It is amazing (no, it really is amazing) sometimes how the rawness of my emotions comes surging to the top.
I often tend to live at the edge of emotions - ask anyone who has spent a long time with me. Over the course of a day I can sway from happy to silly to angry to depressed - in a very real sense, sort of an emotional surfer on the waves of emotion, always looking for that one perfect wave.
Can I act like a thermostat instead of a thermometer? Can I regulate the environment around me? Sure. I almost never am so submerged in my own emotion that I cannot sense the situation around me and act as needed to either lighten things up or tone them down.
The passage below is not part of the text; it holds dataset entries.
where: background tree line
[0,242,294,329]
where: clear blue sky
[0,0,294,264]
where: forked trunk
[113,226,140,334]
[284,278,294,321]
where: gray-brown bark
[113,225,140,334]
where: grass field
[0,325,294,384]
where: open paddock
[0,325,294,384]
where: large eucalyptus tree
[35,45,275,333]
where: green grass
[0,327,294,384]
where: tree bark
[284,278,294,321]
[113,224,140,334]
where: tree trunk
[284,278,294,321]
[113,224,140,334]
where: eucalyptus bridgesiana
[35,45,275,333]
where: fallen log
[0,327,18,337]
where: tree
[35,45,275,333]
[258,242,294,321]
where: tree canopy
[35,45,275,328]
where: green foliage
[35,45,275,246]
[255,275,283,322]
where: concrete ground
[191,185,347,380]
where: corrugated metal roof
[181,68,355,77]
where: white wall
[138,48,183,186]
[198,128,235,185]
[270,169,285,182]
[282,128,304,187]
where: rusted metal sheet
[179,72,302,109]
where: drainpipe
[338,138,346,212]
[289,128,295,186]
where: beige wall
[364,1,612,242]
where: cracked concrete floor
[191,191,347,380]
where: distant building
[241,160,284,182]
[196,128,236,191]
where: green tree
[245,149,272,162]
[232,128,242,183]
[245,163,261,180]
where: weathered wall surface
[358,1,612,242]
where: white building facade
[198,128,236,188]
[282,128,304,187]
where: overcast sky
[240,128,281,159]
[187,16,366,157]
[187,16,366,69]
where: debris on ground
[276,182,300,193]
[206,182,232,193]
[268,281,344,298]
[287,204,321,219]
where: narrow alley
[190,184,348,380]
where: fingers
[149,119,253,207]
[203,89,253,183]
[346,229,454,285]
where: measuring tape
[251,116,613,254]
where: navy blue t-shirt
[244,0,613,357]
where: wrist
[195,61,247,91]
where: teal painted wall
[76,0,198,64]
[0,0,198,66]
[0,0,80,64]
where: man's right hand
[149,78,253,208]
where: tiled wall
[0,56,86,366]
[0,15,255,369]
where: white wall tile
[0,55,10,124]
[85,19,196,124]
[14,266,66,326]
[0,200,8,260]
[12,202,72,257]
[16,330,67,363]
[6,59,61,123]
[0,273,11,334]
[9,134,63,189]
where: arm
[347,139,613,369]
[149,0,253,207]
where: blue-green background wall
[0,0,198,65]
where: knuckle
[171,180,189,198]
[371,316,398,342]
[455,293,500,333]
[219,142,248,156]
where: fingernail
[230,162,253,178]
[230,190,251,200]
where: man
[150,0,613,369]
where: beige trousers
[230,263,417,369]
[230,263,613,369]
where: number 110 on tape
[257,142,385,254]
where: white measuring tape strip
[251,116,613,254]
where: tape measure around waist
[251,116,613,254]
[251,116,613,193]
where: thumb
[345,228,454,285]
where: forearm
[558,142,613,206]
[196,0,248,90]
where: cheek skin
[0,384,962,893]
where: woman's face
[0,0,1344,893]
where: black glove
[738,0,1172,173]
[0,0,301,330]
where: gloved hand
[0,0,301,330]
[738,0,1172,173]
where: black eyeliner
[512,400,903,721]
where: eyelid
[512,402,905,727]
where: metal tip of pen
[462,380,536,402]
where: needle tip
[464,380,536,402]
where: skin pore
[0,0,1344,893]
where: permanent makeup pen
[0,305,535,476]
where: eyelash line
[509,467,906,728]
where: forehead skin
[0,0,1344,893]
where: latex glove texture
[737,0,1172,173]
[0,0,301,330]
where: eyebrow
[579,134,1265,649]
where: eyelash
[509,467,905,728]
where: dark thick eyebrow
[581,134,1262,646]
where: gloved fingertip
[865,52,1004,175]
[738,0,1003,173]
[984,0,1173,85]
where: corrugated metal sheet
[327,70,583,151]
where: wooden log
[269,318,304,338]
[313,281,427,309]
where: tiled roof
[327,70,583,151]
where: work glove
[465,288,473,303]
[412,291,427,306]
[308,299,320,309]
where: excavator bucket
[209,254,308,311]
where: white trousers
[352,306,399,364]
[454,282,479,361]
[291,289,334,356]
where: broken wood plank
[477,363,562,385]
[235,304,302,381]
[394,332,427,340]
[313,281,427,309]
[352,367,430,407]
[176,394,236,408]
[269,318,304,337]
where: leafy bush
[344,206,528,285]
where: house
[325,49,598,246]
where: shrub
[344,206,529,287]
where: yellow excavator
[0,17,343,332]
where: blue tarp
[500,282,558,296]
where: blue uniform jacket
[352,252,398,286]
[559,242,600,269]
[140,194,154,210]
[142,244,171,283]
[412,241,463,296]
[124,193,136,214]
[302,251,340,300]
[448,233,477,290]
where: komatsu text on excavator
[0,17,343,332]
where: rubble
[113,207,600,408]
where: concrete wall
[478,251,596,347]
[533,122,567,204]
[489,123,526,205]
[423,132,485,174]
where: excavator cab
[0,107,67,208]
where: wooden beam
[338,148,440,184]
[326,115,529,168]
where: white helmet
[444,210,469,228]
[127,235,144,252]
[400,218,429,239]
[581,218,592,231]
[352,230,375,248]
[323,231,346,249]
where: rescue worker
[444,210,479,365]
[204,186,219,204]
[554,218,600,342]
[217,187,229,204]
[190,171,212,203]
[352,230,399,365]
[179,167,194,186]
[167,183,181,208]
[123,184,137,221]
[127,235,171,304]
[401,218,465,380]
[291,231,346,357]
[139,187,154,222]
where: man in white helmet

But the counterpoint of emotion surfing is much like real surfing: it only really works if you are on the edge of the wave. To go into or under the wave is to lose your board - the proverbial "Wipe Out". And so most of my day to emotions are simply that: surface level, first pass reactions.
The risk of any sort of thought or writing or interaction with certain individuals who make us think is that these can cause me to go beyond the surface level of my emotions, down into the parts that don't always make it to the surface - or haven't for years.
It's surprising to me what I am finding. Things I thought were dead and gone years ago come surging to the fore with as much emotional power and pain as they ever have. The roots of theme (The ever popular "Root Cause Analysis") apparently went much deeper than I had anticipated.
In a word, more often than not it's painful. It's not surfing; it's the long swim.
But the sun is up, the water is warm, the sand is white and sparkling, and the sky is that cerulean blue it only actually gets in pictures. So you get your board, turn around, and head back into the ocean where the waves begin.
Just because the waves are big doesn't mean you shouldn't surf them.